I think I'm depressed. I am used to being a nervous wreck, but so much to being depressed. This thing I remembered about my college professor is really fucking with me. I am stunned. It's not just him. It's the other professor who knew and didn't do anything, and because she was a huge champion of women, speaking out against rape and violence, I wonder why was it OK for me to be attacked?
The more I think about it, and I can't stop thinking about it, the more I see how so many of my major adult bugaboos explode out of that time. The voices that tell me "you are a bad person, you are not worthy of being loved," and so on...yeah.

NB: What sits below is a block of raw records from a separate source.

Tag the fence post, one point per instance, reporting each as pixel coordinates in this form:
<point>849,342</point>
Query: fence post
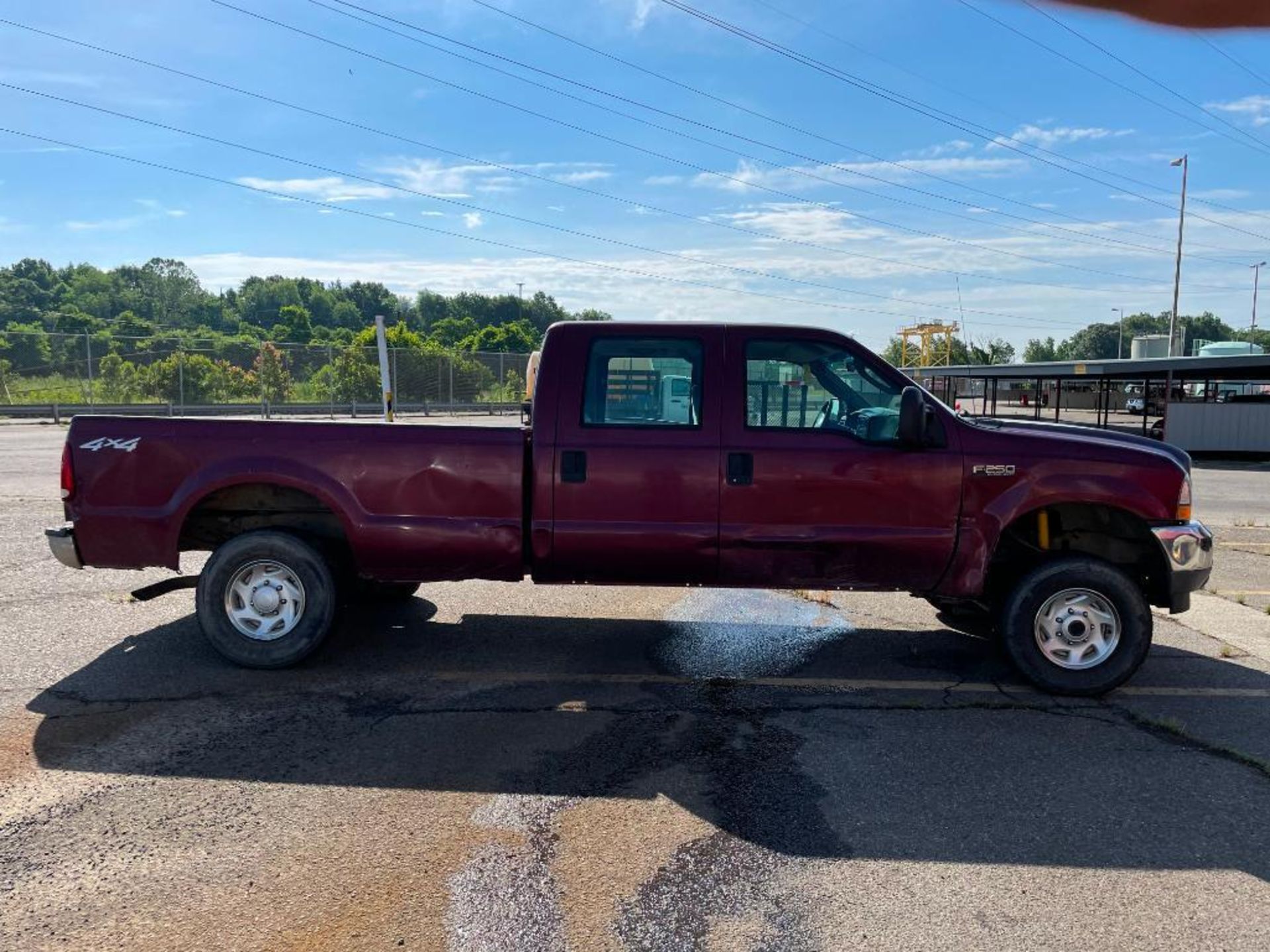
<point>88,352</point>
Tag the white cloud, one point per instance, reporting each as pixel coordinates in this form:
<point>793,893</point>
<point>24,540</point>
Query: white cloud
<point>81,80</point>
<point>1255,107</point>
<point>154,212</point>
<point>800,222</point>
<point>331,188</point>
<point>1053,136</point>
<point>939,150</point>
<point>579,177</point>
<point>1220,194</point>
<point>748,175</point>
<point>642,13</point>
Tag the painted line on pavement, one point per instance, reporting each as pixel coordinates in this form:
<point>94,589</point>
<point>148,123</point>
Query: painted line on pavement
<point>831,683</point>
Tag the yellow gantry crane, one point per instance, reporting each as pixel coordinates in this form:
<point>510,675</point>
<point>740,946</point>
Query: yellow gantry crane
<point>934,347</point>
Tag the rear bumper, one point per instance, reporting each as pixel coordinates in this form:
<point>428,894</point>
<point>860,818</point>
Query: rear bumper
<point>62,541</point>
<point>1188,550</point>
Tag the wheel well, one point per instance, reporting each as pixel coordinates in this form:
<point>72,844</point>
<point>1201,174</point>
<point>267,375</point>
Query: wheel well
<point>233,510</point>
<point>1115,536</point>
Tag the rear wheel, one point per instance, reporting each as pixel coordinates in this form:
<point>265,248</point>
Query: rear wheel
<point>1076,626</point>
<point>266,600</point>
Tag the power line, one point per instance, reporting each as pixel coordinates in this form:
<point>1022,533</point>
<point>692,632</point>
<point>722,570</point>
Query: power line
<point>967,126</point>
<point>444,233</point>
<point>767,117</point>
<point>788,196</point>
<point>526,173</point>
<point>1217,48</point>
<point>1100,75</point>
<point>470,206</point>
<point>825,163</point>
<point>1260,143</point>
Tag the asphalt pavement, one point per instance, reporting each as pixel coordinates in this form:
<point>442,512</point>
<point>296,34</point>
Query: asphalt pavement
<point>507,767</point>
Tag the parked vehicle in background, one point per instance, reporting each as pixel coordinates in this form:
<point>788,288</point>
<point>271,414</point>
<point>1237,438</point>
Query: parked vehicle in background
<point>661,455</point>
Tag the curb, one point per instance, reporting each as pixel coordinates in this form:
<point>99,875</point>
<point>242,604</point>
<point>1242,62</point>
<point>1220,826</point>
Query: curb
<point>1240,626</point>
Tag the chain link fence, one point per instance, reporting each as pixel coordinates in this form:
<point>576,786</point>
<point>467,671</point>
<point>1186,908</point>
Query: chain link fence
<point>64,374</point>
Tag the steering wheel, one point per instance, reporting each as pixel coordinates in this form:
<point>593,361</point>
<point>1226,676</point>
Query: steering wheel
<point>822,418</point>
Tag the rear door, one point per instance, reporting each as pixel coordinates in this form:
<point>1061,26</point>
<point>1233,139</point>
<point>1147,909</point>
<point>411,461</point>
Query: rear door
<point>817,491</point>
<point>636,460</point>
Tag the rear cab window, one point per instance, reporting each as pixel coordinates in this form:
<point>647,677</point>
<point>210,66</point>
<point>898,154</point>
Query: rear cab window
<point>644,382</point>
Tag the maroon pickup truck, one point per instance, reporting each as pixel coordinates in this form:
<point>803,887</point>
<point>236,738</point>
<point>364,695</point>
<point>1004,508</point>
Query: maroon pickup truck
<point>661,455</point>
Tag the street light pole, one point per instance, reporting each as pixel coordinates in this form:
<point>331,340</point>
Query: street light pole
<point>1256,277</point>
<point>1177,270</point>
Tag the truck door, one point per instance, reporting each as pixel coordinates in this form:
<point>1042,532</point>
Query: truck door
<point>636,460</point>
<point>816,489</point>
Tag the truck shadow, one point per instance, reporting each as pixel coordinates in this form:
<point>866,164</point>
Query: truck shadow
<point>595,709</point>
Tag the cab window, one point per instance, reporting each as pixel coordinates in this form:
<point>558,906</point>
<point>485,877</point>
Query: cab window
<point>643,382</point>
<point>813,385</point>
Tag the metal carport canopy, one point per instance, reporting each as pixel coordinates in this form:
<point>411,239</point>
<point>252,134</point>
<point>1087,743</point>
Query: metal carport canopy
<point>1244,367</point>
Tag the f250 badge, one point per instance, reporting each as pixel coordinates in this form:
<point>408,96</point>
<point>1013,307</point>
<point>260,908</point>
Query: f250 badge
<point>112,444</point>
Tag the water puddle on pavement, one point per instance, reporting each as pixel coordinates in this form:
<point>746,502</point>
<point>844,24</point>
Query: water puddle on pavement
<point>746,633</point>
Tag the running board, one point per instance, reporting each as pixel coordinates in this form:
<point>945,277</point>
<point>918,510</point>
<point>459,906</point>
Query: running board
<point>163,588</point>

Those are bad voices.
It's good because maybe I can quit hearing them now that I remember where they started, but I'm really pissed off. Now I see why LITTLE girls who are sexually abused are totally messed up by it. It is the power and emotional hijacking that does that damage, and I'm sure my case was not unique in that the guy dressed all that up in making me feeling special and giving me a lot of attention. It doesn't feel abusive at the time.
Now it does. I've been in bed for 2 days and it's good I have to get up and work for 3 nights because that will probably snap me out of it. I just couldn't get up. My dishes aren't washed. I finally did my laundry but only because I needed to for work. I lay in bed physically feeling like the column of air above me was HEAVY. I kept throwing the covers back and saying, "Up we go!" and lying there anyway. That sounds like textbook depression. I don't care for it. I hope it leaves quickly.
I hope I'm not just lying feeling sorry for myself. I don't feel like I am. I am spending a lot of time trying to untangle blame and shame for a lot of things in the last few decades, but in many cases I'm reassigning blame and not taking responsibility for every single thing that has ever gone wrong in my life. I'm landed on the side of possibly I am NOT that awful of a person, which should be positive. But I feel like if I think about any of this any more I will scream.